SEVERAL RECENT ARTICLES have questioned why Americans are not pushing the limits in the Himalaya. Ed Webster and Carlos Buhler’s ascents of Everest and Kangchenjunga this year, just to mention two of the very fine climbs made by Americans over the past decade, prove this contention is wrong. But the question of just how far the limits should be pushed remains unanswered.
Talk to Buhler about how strung out he was on the world’s third-highest peak, or shake hands with Webster and feel what he lost in Tibet last spring. When Eric Escoffier raced up K2 a few years ago, he was called a hero, despite the fact that his partner died on the descent. When Peter Božik climbed the Magic Line on K2, it was hailed as a great breakthrough, even though one of his partners died. Will anyone call Josef Just’s ascent of Everest, on which he died, a victory?

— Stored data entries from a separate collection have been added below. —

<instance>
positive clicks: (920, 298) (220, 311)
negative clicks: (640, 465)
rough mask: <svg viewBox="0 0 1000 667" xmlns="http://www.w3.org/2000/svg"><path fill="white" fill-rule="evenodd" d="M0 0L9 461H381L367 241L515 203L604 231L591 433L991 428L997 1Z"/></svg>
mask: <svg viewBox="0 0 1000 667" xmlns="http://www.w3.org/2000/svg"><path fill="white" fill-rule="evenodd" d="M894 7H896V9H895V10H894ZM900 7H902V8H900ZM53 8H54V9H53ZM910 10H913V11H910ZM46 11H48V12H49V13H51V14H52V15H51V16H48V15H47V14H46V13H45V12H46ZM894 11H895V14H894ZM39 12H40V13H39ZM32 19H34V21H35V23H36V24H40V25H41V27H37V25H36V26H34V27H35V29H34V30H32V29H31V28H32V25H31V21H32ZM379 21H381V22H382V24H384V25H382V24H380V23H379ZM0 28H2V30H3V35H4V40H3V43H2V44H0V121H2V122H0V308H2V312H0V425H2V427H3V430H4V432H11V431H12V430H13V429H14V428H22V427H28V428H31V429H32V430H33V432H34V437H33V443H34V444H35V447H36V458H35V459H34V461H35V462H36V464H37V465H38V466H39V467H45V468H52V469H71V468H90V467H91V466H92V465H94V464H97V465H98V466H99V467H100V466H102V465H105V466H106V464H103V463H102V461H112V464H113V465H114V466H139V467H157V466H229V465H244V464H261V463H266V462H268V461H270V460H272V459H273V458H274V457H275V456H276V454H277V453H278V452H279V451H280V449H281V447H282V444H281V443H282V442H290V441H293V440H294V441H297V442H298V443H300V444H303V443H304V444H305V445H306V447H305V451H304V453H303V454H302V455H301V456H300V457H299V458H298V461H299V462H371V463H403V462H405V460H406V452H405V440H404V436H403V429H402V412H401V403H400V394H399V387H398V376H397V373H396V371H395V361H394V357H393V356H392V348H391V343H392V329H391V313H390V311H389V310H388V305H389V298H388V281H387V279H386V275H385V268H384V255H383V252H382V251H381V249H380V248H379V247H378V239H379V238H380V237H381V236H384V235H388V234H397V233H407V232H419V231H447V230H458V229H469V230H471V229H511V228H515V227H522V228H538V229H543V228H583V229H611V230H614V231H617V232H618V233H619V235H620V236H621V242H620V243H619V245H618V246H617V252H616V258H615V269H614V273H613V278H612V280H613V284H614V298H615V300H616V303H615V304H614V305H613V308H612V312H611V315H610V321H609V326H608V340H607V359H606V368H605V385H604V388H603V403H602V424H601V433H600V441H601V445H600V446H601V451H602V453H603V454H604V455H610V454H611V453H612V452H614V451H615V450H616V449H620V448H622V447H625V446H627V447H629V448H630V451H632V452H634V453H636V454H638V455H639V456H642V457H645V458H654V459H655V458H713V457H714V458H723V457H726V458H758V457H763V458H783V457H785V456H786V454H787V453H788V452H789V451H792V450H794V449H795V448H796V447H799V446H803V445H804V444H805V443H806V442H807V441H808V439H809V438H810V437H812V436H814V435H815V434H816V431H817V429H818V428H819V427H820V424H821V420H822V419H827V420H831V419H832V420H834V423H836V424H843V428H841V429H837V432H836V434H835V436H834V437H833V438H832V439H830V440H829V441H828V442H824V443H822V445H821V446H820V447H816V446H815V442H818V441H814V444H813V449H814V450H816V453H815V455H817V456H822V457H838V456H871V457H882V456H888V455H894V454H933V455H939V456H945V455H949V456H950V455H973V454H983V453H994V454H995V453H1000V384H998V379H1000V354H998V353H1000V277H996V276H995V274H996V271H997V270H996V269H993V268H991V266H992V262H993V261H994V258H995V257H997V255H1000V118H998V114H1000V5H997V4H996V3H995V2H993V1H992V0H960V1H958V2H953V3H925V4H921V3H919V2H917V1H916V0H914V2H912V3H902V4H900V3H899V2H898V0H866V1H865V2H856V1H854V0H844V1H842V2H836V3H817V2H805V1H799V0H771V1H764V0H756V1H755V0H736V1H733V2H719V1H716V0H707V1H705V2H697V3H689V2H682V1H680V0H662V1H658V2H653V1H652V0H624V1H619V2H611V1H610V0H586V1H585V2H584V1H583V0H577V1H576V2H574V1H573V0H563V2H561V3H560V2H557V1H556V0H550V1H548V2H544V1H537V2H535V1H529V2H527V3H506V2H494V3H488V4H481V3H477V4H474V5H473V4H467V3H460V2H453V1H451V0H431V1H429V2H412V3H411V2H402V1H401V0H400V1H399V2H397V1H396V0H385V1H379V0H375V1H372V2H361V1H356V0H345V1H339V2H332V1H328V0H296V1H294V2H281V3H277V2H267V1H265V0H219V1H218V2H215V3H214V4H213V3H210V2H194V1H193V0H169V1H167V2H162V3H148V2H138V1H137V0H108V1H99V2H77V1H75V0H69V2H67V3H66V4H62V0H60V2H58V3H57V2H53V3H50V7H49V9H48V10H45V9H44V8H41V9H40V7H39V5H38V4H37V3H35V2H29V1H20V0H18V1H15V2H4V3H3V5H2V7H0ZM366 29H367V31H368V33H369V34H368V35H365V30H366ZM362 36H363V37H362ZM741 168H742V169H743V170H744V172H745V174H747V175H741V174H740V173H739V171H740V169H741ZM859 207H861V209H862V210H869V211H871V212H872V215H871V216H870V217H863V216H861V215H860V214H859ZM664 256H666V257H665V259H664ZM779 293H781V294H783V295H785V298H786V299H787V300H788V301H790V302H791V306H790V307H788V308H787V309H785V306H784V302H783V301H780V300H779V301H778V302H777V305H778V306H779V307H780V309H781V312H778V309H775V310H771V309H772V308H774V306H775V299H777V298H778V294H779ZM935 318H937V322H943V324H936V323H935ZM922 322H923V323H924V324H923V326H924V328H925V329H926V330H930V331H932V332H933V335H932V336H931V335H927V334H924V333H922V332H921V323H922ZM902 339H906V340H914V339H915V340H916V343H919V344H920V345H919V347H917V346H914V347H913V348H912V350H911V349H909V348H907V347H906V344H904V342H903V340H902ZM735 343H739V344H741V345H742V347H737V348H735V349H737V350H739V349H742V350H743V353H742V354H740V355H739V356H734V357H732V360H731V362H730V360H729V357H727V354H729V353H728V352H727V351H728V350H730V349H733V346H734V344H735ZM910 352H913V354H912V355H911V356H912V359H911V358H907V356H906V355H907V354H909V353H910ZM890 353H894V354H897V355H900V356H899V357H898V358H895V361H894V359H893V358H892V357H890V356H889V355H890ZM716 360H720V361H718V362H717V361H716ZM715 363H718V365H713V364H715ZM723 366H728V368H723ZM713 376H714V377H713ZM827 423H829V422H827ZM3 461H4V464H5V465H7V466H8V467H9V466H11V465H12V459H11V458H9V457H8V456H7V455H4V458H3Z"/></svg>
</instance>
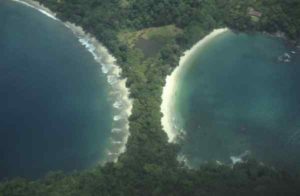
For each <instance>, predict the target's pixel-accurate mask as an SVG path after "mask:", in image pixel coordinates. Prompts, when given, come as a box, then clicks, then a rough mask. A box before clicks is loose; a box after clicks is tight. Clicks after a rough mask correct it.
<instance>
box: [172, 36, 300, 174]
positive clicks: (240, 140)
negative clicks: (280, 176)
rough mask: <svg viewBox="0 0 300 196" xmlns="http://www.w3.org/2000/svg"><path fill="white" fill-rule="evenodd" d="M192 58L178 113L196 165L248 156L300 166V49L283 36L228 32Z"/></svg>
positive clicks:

Every climber should feel free to decide how close to the edge he wants to push. For me, no mountain is worth a life, no route a finger or toe. Perhaps our expedition this year was out of touch with the trend towards light and fast ascents in the Himalaya: we used oxygen and climbed an easier route. But we also succeeded and brought everyone home in excellent health. On my own summit day, my teammates and Sherpa friends helped enormously, which only increased my pleasure in the experience. Going up the “standard” route was steep, exciting and fun, and it was a great personal adventure for me. And isn’t that at the core of why we all climb?
Considering the carnage this fall on Everest and on K2 two years ago, perhaps we should think again about what is important in mountaineering. The death rate among the best climbers attempting state-of-the-art ascents above 8000 meters has reached an unacceptable level. Another major problem is that with multiple permits being given out for the same routes, numerous teams now swarm over the world’s biggest peaks. This increases the danger and diminishes the experience for everyone and will certainly lead to more political and safety problems in the future. Unfortunately, the issue of granting permits is out of control.
But we do have control over how we choose to climb. Despite the numbers of people, the firsts and the records, my vote for the top billing in this year’s circus goes to Johnny Petroske and Steve Ruoss, who gave up their summit attempt to save the life of a fellow climber. That is what being a real mountaineer is all about.
This is part of an article which we have been given permission to reprint. It appeared on page 51 of Climbing of February 1989.
Summary of Statistics:
Area: Mahalangur Himal, Nepal.
Ascents: Mount Everest, 8488 meters, 29,028 feet, via the South-Col route, Summit reached on September 29, 1988 (Allison, Pasang Gyalzen); on October 2, 1988 (Luce, Tabin, Dawa Tsering, Nima Tashi, Phu Dorje).
Personnel: James Frush, leader; Donald Goodman, deputy leader; Stacy Allison, Diana Dailey, Peggy Luce, Stephen Ruoss, M.D., Geoffrey Tabin, M.D., Jean Ellis, David Hambly, John Petroske, Charles Schertz; Robert Singer and Lawrence MacBean, Base-Camp managers.